In Galician, the noun peirao refers to a harbor’s dock. Still, it also shares an Indo-European root (per) with the Greek verb peiráō, meaning “to attempt, to cross,” and with the archaic Latin perior, from which the word “experience” derives. Peirao thus evokes at once a place of passage and an act of searching.
From this idea of threshold, the painting Peirao is built on a dialogue between the longitudinal horizontality of the format and the verticality of the brushwork, its rhythm flowing from right to left, punctuated by caesuras. As Hölderlin observed in his reading of Greek tragedy, the caesura is not a passive pause, but an interruption that intensifies; a void that reorganizes time and concentrates meaning. During the process, Negro also recognized another conceptual resonance: Cy Twombly’s Treatise on the veil, where white chalk lines and notations unfold the painting like an open musical score.

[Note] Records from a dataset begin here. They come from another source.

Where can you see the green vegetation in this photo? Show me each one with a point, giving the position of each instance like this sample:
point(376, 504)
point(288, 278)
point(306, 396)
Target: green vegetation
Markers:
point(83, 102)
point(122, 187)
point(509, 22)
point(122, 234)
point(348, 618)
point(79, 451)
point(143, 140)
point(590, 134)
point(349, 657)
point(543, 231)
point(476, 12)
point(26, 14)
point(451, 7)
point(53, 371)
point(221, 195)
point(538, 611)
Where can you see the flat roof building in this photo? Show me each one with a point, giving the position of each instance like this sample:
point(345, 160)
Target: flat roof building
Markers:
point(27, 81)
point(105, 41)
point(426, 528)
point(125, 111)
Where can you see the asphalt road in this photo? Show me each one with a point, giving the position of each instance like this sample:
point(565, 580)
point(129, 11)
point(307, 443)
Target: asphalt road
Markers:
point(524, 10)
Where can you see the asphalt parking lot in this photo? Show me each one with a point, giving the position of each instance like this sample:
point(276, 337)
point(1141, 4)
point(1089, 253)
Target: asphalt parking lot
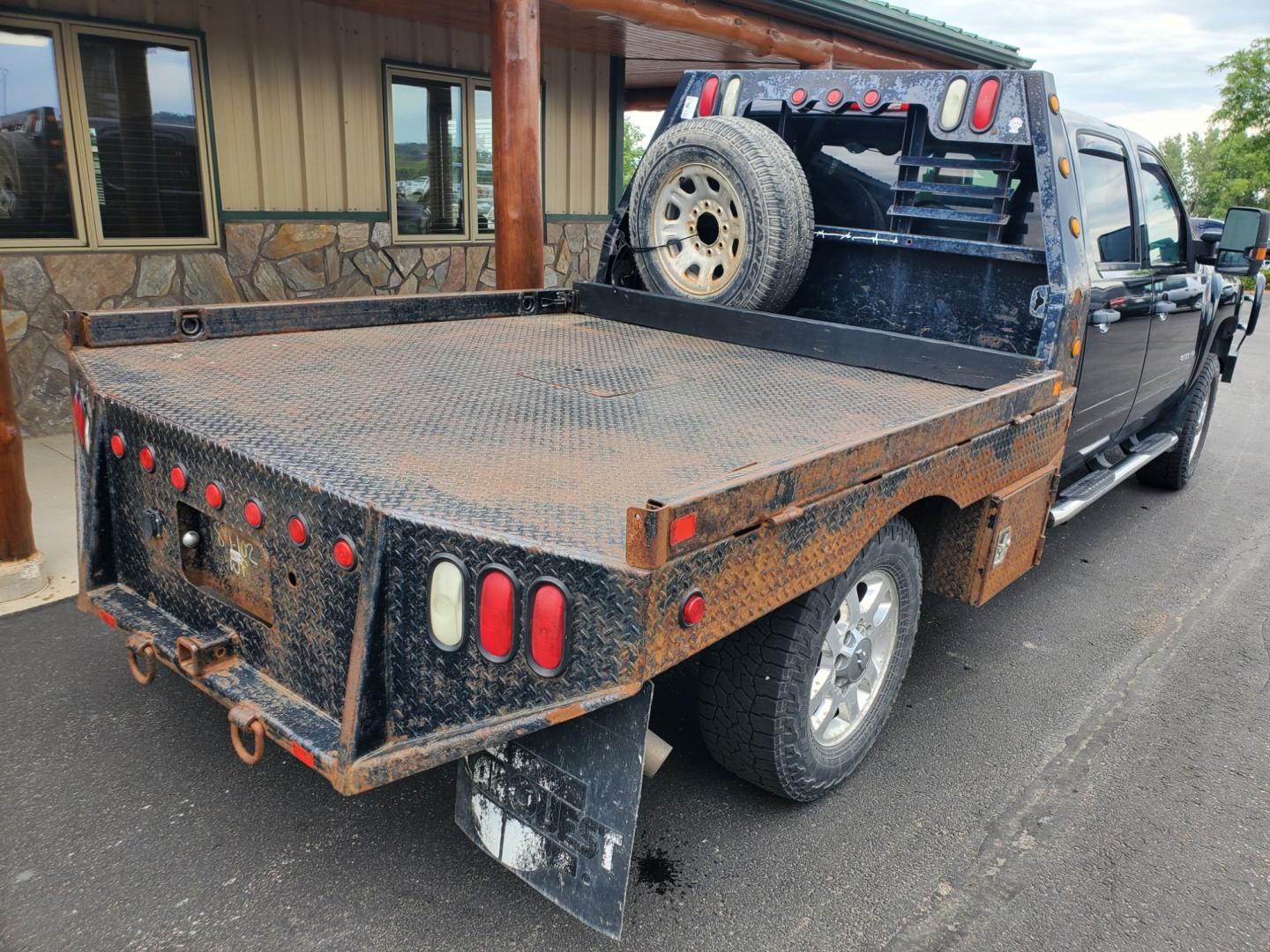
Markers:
point(1082, 764)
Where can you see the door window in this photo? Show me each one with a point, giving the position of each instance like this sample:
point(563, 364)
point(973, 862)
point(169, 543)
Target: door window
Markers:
point(1108, 211)
point(1163, 224)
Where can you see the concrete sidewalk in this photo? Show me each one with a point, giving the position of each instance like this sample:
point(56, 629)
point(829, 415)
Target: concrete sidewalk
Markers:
point(51, 481)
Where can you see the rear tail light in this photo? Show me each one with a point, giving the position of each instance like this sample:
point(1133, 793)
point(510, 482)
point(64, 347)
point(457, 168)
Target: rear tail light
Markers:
point(344, 554)
point(986, 104)
point(692, 609)
point(254, 513)
point(496, 614)
point(447, 584)
point(730, 97)
point(549, 628)
point(80, 415)
point(709, 94)
point(299, 530)
point(215, 495)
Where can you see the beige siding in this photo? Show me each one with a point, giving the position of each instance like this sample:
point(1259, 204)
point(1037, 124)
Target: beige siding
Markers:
point(297, 100)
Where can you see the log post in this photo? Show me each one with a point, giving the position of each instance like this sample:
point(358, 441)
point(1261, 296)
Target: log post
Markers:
point(20, 565)
point(516, 80)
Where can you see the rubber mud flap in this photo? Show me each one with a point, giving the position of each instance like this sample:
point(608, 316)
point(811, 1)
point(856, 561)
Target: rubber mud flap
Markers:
point(557, 807)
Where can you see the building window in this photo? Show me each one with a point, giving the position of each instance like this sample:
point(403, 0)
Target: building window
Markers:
point(101, 138)
point(441, 156)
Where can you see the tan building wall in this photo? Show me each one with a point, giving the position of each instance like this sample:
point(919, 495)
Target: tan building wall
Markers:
point(296, 94)
point(297, 100)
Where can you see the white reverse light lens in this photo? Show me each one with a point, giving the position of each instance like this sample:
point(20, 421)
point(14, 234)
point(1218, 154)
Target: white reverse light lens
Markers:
point(730, 95)
point(446, 605)
point(954, 103)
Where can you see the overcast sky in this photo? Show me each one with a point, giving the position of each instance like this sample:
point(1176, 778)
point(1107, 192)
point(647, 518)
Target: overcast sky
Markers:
point(1142, 63)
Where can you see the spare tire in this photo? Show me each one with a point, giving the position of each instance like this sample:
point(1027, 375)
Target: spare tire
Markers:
point(721, 212)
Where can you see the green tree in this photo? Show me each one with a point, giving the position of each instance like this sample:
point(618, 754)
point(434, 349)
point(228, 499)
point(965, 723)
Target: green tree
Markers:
point(1229, 164)
point(632, 149)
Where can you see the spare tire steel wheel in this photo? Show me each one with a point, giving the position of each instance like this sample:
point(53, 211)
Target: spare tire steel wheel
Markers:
point(721, 212)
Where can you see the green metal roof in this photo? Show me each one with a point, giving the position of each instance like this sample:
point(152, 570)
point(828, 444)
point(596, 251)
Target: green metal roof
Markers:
point(902, 25)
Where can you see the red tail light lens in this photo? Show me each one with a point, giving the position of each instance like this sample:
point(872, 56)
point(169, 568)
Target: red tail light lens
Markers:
point(986, 104)
point(343, 554)
point(496, 614)
point(80, 419)
point(299, 530)
point(709, 94)
point(215, 495)
point(549, 625)
point(693, 609)
point(254, 513)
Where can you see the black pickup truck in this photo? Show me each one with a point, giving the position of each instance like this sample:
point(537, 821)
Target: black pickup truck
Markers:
point(854, 335)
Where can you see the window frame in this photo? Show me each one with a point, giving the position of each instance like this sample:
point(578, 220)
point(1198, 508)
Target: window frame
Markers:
point(470, 83)
point(1116, 150)
point(78, 141)
point(1148, 156)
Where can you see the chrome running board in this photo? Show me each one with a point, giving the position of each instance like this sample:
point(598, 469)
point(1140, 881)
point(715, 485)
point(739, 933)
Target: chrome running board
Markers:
point(1090, 489)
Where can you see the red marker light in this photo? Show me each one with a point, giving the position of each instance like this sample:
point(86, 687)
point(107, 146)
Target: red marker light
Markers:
point(986, 104)
point(80, 419)
point(549, 617)
point(343, 554)
point(299, 530)
point(692, 611)
point(305, 756)
point(496, 614)
point(215, 495)
point(709, 93)
point(254, 514)
point(684, 528)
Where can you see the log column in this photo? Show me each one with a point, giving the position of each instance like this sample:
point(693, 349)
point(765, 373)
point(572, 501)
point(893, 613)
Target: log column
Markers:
point(516, 78)
point(20, 565)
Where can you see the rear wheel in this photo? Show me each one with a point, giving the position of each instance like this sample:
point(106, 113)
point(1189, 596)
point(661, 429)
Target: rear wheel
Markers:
point(794, 701)
point(721, 212)
point(1175, 469)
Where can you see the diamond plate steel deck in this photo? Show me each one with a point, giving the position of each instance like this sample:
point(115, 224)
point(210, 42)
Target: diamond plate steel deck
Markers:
point(542, 429)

In Peirao, the vertical caesuras play a similar role: they interrupt the painting’s horizontal course and reshape the time of its reading. Here, however, perception arises through the superimposition of layers and the vibration of glazes. Iridescent tones, green mixed with gold, rust red with copper, ensure the painting is never apprehended at once: the intensity of the light and color shift with the viewer’s gaze.

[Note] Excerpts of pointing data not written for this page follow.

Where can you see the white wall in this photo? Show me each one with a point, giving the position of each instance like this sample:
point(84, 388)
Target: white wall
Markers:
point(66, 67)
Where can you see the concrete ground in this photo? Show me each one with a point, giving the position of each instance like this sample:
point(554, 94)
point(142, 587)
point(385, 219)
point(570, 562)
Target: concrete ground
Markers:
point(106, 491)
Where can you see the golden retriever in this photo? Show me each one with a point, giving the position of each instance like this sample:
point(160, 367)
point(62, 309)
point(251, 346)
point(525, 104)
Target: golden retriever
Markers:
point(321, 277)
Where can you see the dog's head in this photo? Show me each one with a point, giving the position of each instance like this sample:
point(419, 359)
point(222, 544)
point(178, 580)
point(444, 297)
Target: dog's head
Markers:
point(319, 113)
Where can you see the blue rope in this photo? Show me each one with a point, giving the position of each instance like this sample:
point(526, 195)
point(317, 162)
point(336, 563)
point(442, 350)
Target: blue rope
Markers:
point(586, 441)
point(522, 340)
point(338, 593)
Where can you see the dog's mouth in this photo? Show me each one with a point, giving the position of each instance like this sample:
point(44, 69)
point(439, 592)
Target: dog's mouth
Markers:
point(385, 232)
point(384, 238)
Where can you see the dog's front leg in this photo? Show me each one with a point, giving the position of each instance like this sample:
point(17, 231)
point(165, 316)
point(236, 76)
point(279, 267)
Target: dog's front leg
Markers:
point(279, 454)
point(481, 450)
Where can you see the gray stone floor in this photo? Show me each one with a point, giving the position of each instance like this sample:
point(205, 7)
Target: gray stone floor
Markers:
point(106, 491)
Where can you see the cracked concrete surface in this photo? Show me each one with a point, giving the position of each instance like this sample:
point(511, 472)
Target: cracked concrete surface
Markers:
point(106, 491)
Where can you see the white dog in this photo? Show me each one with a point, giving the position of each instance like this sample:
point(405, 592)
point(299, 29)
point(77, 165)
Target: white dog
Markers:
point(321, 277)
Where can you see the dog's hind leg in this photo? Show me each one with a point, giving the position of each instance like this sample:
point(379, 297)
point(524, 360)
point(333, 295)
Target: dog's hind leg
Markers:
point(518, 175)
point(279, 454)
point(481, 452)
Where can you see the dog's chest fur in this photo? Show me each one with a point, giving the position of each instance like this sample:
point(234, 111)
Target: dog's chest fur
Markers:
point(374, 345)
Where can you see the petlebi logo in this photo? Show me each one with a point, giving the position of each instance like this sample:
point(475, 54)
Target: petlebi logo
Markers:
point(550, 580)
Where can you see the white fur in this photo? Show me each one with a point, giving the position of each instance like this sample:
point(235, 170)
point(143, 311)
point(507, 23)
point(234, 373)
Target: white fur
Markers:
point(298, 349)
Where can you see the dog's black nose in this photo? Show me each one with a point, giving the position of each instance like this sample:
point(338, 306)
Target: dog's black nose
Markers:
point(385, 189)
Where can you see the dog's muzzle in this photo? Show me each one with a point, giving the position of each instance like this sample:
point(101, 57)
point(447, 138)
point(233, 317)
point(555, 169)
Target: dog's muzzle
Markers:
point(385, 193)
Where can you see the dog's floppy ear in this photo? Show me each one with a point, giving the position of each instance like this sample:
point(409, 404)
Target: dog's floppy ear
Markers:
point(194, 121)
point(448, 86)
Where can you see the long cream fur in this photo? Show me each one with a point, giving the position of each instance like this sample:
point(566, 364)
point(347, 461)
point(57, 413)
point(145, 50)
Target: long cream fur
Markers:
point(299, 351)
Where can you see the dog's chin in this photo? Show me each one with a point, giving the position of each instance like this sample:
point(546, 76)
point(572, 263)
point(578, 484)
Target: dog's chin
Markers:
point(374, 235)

Two works were created alongside Peirao: Urda and Areallo. Both share initial chromatic foundations and a common base of monotype impressions that generated internal symmetries; yet, in the final veils, they diverged into different territories.
In Urda, the deep greens and rust reds inherited from Peirao’s intermediate stages generate an intense chromatic tension, yielding a painting that is both optical and tactile, where matter and light reach a precise balance.
Areallo, by contrast, opens onto a more airy, expansive register: on layers of greens, golds, and graphite, the final blue glaze activates a weightless, almost suspended space. In the search for that exact tone, the blues of Pontormo’s Trasporto di Cristo served less as a quotation than as a chromatic horizon, guiding the decision of how the surface should breathe.
Though autonomous, these three works work as a resonant nucleus around which the exhibition gravitates. Their dialogue expands through the presence of works from earlier cycles that do not interrupt their reading but instead contextualize it, establishing conceptual links with paintings where kindred explorations were already in play, open processes attuned to latent tensions. In this way, Peirao becomes not only a point of anchorage but also a place of passage: a space where different stages of the artist’s path converge, generating an internal genealogy that connects materials, processes, and times of painting.